Tuesday, January 11, 2011

Winter Fun

We got ice.  lots of super slick, bust your tail, ice. My momma is stuck over here at my house due to this ice. I was pretty excited about her being iced in. I love my mom and feel much comfort when she's here. She comes every weekend but we don't get to see much of each other. Fridays, when she arrives, I run around taking care of errands that I am unable to do  with my babies in tow. When I finish that up we eat dinner maybe watch a movie then I'm off to bed. I work all weekend and Monday morning, as soon as the sun is up enough for her to see, she is off.  So, even though she is here I get to spend hardly any time with her.
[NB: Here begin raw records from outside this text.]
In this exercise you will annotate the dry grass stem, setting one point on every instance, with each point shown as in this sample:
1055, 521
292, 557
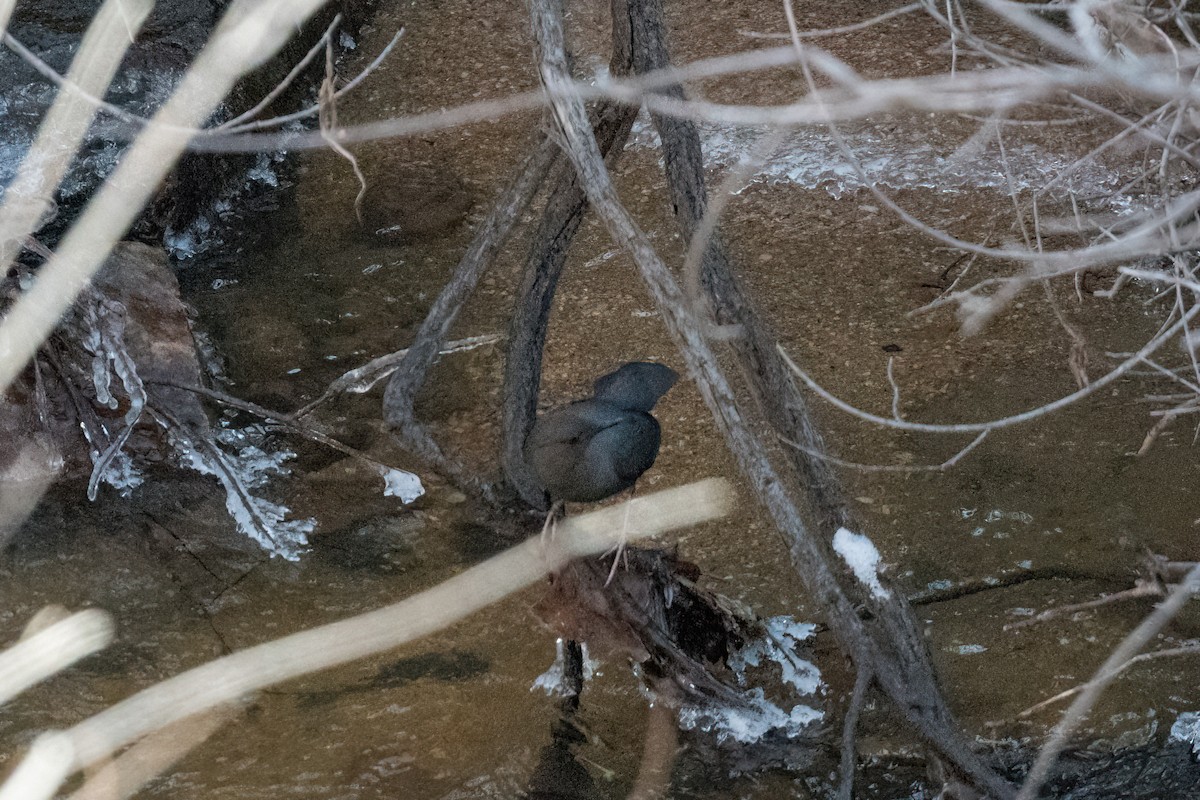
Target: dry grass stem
31, 192
328, 122
124, 776
42, 771
43, 654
She really didn't want to be stuck here. She had planned to leave Sunday night. She thought she could beat the ice home. Nope. I had to leave work 4 hours early and still barely made it up my driveway. I really thought I was going to have to park at the bottom of my driveway and walk u it. I made it though.Yay! She has been very grumpy. She needs a break from the girls.  They can be sassy and are definitely little wiggle tails. All the non stop movement makes her nervous. Her nervousness and grumpiness has caused her to be less patient with my girls and get a bit mean. I don't like it. She's also quite vocal about how miserable she is and how badly she wants to go home. I try to just brush it off. I know she wants to sleep in her own bed and she misses her pup, but it stings some to hear Oh Goodness! I must go! I've got to get out of here! Blah, blah, blah. I love her and really wishes she wasn't so miserable. I had visions of us hanging out, talking, laughing, doting on the babes. My expectations have been let down and I don't like it. Who does like it though? It hasn't been non stop misery. We've had some fun. I just love her so much. She has been so great with everything that has been going on in my life recently. I just wish I had a way to take her out. Vacation together or something. Maybe just enjoy being holed up in all this ice. Bleh, ice.